If we were to prepare a list of epithets to reflect on the just-concluded preliminary round of matches of the 2010 World Cup, ‘damp squib’ would definitely be somewhere at the very top. Despite all the proclamations about superstars such as Messi, Rooney and Ronaldo ripping their rival teams into shreds, it’s their mighty reputations that lie largely in tatters. The skills, brilliance, and mastery of the game held in high esteem by the legions of their fans have been conspicuous–by their absence. The celebrated footballing abilities that enthralled Europe’s club circuit in the past season have apparently not crossed over to the ongoing edition of the game’s biggest spectacle.
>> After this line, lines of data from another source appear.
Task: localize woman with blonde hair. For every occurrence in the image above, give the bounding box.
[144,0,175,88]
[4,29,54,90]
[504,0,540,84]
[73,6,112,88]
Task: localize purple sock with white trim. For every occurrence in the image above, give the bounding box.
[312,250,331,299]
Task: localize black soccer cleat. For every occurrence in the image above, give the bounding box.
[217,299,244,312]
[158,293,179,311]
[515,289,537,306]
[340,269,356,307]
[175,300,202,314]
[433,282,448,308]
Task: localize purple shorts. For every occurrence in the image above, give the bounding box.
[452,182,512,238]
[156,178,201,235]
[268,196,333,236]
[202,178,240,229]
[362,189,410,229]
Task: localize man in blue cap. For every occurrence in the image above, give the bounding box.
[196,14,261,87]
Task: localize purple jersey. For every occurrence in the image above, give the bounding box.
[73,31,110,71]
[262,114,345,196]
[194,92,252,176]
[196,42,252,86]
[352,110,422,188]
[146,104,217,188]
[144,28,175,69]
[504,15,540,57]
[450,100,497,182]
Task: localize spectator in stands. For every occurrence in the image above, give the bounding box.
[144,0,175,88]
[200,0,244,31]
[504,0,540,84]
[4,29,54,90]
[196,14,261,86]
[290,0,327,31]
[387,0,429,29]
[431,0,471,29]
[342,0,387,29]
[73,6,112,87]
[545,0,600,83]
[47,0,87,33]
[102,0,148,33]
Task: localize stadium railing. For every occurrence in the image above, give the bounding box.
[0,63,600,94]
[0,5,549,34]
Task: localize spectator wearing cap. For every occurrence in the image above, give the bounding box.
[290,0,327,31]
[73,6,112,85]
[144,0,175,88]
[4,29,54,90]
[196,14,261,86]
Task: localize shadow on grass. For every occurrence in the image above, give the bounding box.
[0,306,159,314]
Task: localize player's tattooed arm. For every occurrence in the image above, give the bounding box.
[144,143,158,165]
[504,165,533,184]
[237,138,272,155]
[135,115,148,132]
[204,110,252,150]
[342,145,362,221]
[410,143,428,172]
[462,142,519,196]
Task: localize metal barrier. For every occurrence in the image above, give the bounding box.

And, instead of the thrilling, free-flowing football the fans were hoping to savor, what has been on offer is an insipid brew of ineptitude and lackluster. And if the quality of the matches so far is a pointer to the way the event is evolving, what we can anticipate is a letdown of gigantic proportions.
The agony is compounded by the overwhelming sense that this is not how it was supposed to turn out. For some years, the whole soccer universe had held it as an article of faith that an event of the stature of the World Cup, the game’s hallowed ground, would never revisit anything akin to the horror that was Italia 90. Fans of the game still recoil at the thought of that nightmare of a tournament, in which certain venerated notions about the beautiful game came a cropper in the face of an unprecedented display of a negative and defensive approach to the game. A spell of serious soul-searching and an endeavor to revamp the tarnished character and philosophy of the game followed the debacle, and a consensus centered on the idea of a conscious and relentless rejection of attempts to ‘dumb down’ the game tactically and technically gradually emerged. Although never an unalloyed success, a deep-rooted conviction never to revert to the brief but horrendous fling with the foregrounding of the defensive game has been embedded in the outlook of the football fraternity at all levels post Italia 90. Even the rampant commercialization that reshaped the game in manifold ways since the early 1990s failed to a large extent to dismantle the project, and the football universe was thrilled to witness the game gaining back its stellar elegance and excellence with the roaring success of subsequent tournaments such as France 98 and Euro 2008.
However, the first few days of FIFA 2010 have generated an eerie sense of dismay and dread among the fans, as the quality of the tournament so far has been patchy at best. A sense that this is another Italia 90 in the making is slowly but steadily gathering momentum. Let’s hope that the ensuing round of matches will prove us wrong. Its time to keep our fingers crossed. Let’s keep believing that the spirit of Joga Bonito will ultimately prevail, and that the ghosts of Italia 90 will not be resurrected.